Wir betreiben derzeit ein Rechenzentrum in den Räumen der R-KOM in Regensburg.

Zu unseren Leistungen gehören:

  • Firewall: Sicherheit besteht bei uns aus mehreren Bestandteilen: Die Trennung der Netze (DMZ und Intern) und exakte Regeln wie Anfragen von Extern und von Intern verarbeitet werden sollen. Dies wird im Zusammenspiel mit SSL-Proxies besonders interessant, da der eigentliche Application-Server dann von Extern gar nicht mehr direkt erreichbar sein muss, da die Anfragen über die Proxies weitergeleitet werden. Somit wird die Angriffsfläche drastisch reduziert.
  • SSL-Proxies und Load-Balancer eignen sich wunderbar um die Anfragen gleichmäßig zu verteilen und die Last, die durch die SSL-Verschlüsselung entsteht von dem Webserver zu nehmen.
  • Virtuelle und dedizierte Server, je nach Ihren Anforderungen. Leistungsfähige dedizierte Datenbankserver und virtuelle Webserver kann man problemlos mischen. Für unsere Kunden liegt der Vorteil in der Preisersparnis.
  • Linux und Windows: Was ist besser? Das was der Kunde benötigt. Wir zwängen niemanden in eine Schiene, denn wir wissen, dass Exchange unter Windows läuft und Exim4 unter Linux.
  • Redundante Infrastruktur: Bei uns kein Problem, denn wenn ein Server ausfällt, dann sollte das restliche System weiter laufen.
  • Hostinglösungen (Java, ColdFusion, PHP und Ruby on Rails): Wir haben Erfahrungen mit den verschiedensten Application-Servern und Webservern. Wir können Ihnen im Rahmen einer Hostinglösung ein individuelles Setup anbieten.
  • Speicherlösungen (Derzeit betreiben wir Storage-Systeme mit bis zu 60 TB Kapazität.) Sie benötigen etwas weniger? Auch kein Problem. Sie benötigen etwas mehr? Gerne.

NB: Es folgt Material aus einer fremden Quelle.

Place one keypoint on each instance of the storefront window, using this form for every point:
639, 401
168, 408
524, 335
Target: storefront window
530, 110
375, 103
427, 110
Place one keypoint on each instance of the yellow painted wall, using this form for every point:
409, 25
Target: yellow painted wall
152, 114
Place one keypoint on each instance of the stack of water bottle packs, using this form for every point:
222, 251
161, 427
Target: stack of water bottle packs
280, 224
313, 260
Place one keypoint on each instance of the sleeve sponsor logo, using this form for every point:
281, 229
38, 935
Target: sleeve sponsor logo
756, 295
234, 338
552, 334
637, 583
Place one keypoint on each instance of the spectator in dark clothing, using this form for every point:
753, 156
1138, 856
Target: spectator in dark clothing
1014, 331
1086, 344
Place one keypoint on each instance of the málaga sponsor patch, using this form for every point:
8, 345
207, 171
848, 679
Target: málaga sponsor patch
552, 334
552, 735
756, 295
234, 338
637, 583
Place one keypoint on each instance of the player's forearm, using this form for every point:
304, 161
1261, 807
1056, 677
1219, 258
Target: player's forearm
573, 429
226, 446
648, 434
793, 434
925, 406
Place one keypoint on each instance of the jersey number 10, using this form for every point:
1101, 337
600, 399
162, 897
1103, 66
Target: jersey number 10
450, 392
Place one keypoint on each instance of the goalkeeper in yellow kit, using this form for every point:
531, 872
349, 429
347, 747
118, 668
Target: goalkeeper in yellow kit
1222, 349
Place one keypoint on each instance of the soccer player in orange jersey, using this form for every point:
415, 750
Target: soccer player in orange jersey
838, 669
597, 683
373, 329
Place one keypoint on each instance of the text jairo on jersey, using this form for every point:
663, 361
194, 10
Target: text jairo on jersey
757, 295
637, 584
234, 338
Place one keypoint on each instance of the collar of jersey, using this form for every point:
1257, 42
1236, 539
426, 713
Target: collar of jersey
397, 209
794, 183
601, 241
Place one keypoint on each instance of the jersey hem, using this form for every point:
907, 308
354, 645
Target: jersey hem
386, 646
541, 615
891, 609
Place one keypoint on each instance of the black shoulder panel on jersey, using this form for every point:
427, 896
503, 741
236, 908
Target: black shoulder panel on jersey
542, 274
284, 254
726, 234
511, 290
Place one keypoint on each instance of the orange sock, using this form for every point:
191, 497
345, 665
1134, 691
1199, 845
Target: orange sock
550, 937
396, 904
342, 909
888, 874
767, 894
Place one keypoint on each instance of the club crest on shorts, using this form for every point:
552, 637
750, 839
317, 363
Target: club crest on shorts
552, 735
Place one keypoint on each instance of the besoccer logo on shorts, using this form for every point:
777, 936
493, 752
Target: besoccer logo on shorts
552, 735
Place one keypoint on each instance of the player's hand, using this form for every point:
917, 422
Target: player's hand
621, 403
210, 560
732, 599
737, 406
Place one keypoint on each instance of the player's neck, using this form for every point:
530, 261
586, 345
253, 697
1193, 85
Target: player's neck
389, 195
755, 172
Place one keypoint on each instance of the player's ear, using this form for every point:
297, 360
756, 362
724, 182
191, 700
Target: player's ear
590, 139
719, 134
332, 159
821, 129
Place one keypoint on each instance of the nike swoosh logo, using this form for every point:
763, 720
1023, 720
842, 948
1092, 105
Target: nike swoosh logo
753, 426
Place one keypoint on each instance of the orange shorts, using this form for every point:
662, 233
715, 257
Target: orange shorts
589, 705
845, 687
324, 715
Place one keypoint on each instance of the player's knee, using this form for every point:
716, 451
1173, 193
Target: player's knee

Unsere Lösungen sind immer individuell auf den Kunden zugeschnitten. Wir haben keine Stangenware. Für unsere Kunden betreuen wir derzeit z.B. über 100 virtuelle full managed Linux-Server.

 

 

Über die Virtualisierung mit Citrix Xenserver:

Citrix Xenserver unterstützt zwei Arten der Virtualisierung:

  • Hardware-Virtualisierung (native Virtualisation, full Virtualisation)
  • Paravirtualisierung

Hardware-Virtualisierung (native Virtualisation, full Virtualisation) *

Die virtuelle Maschine stellt dem Gastbetriebssystem nur Teilbereiche der physischen Hardware in Form von virtueller Hardware zur Verfügung. Diese reicht jedoch aus, um ein unverändertes Betriebssystem darauf in einer isolierten Umgebung laufen zu lassen. Das Gastsystem muss hierbei für den gleichen CPU-Typ ausgelegt sein.

Paravirtualisierung *

Bei Paravirtualisierung wird zwar ein zusätzliches Betriebssystem virtuell neu gestartet, jedoch wird keine Hardware virtualisiert oder emuliert, sondern die virtuell gestarteten Betriebssysteme verwenden eine abstrakte Verwaltungsschicht, um auf gemeinsame Ressourcen (Netzanbindung, Festplattenspeicher, Benutzerein- bzw. -ausgaben) zuzugreifen. In der Informatik ist Paravirtualisierung eine Technologie zur Virtualisierung, die eine Softwareschnittstelle bereitstellt, die ähnlich, aber nicht identisch zur tatsächlichen Hardware ist. Das Betriebssystem muss portiert werden um auf der virtuellen Maschine (VM) ausgeführt werden zu können, was die Rechteinhaber proprietärer Betriebssysteme aus strategischen Gründen ablehnen können. Die Portierung vereinfacht jedoch den Aufbau der VM und ermöglicht den darauf ausgeführten virtuellen Maschinen eine höhere Leistung. VMware oder auch XEN verwendet die VMI-Schnittstelle, die als „Sprachrohr“ zwischen der Virtualisierungsschicht und Gastbetriebssystem fungiert.